妻にとっては寝耳に水だった
坂口さんには、一緒に暮らす妻の久美子さん(仮名)と、社会人2年目で同居する一人息子の涼さん(仮名)がいました。
久美子さんはこの時期、イヤに熱心にパソコンに向かう坂口さんに不信感を抱いていたそうです。他人を疑うことを知らない無防備な坂口さんのスマホを操り、やがてラインのやりとりから夫の野望を知ることになりました。
もちろん、そば店の開業の話は久美子さんにとっては寝耳に水です。一体何を考えているのか、退職金を全部自分の好き勝手に使おうなんてどういうことなのか、素人がそば店を開くなんてなどとかなりの口論になったそうです。
家計を管理していた久美子さんは、退職金を住宅ローンの完済にあてることを考えていました。当初は繰り上げ返済を考えていたようですが、実際には子どもの教育費の工面で手が回らず、家計はギリギリだったようです。
追い詰められた坂口さんは、いよいよ久美子さんにこう言ってしまったそうです。
「俺だって長い間働いてきたんだ。退職金はそのご褒美なんだから、自分が好きに使ってなにが悪い。蓄えだってあるだろう、それでなんとかするのがおまえの役目だ。」
この言葉に切れた久美子さんは、年金は65歳までもらえない、年金だけでは生活できないなどと反論しましたが、聞く耳を持ってもらえなかったそうです。これを機に「離婚」をほのめかすようになりました。

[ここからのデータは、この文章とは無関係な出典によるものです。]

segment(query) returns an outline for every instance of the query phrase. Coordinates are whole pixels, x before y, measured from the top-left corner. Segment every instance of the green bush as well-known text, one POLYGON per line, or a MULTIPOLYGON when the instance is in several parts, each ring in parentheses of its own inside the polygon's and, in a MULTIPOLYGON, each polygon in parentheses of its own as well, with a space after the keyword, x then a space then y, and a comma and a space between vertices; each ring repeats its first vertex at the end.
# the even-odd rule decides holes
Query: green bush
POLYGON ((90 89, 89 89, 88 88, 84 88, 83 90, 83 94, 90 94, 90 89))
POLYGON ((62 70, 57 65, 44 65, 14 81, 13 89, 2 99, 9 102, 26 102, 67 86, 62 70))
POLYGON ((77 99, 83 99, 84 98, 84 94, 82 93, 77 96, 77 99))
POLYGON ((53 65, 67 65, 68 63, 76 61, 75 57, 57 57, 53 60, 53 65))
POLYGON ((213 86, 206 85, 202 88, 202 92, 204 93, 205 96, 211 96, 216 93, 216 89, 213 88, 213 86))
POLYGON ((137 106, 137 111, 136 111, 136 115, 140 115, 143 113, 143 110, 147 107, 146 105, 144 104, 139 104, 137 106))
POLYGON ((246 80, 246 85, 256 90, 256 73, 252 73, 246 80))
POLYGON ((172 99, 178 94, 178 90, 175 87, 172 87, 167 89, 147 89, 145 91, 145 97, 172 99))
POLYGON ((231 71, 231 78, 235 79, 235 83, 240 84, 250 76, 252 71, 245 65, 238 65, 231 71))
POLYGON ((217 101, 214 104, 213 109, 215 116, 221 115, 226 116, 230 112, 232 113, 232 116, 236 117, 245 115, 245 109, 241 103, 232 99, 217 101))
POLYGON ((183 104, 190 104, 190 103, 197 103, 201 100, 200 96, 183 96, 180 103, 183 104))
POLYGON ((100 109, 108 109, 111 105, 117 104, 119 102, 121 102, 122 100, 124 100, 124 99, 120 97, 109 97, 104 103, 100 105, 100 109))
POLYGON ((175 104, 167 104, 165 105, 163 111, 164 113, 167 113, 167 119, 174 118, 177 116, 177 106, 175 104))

一方、バレてしまったのだからもう良いだろうと開き直った坂口さんは、開業に関わる資料をリビングに広げ毎日眺めては一人悦に浸っていました。
社会人の息子が父親に警告していたこと
そんな両親を横目で見ていた息子の涼さんからも「客でしか行ったことがないのに、経営しようなんて正気とは思えない。そんなの失敗するに決まってる。目を覚ませよ」などと諭されたことがあったそうです。
入社2年目とはいえ、営業の最前線で鍛えられている涼さんの方が、お父さんよりも世の中を見る目はありそうです。そしてなかなかもっともな案も提案していました。
「そば屋の開業って言うけど、実際そば打ちも教室で習っただけなんでしょ。もし本気でそば屋をしたいのなら、定年後は修行をすればいい。アルバイトでもなんでも良いから、そば屋のリアルを経験してみたら」
涼さんからは他にも、自宅通勤をしている間は家にお金を入れることや、母親にパートに出てもらえれば生活はなんとかなること、将来設計はちゃんとプロに相談したほうがいいなどと提案されていたそうです。
とりあえずここで一件落着と思いきや、残念ながら坂口さんは、妻の久美子さんや息子の涼さんの言葉に耳を貸すことはありませんでした。最終的には強行突破でお店を開いてしまったのです。
もしかしたら、昭和の企業戦士でもあった坂口さんにとって、息子からの提言はなかなか受け入れ難いものだったのかも知れません。あるいは父親の威厳を保つためにも引っ込みがつかなかったのかも知れません。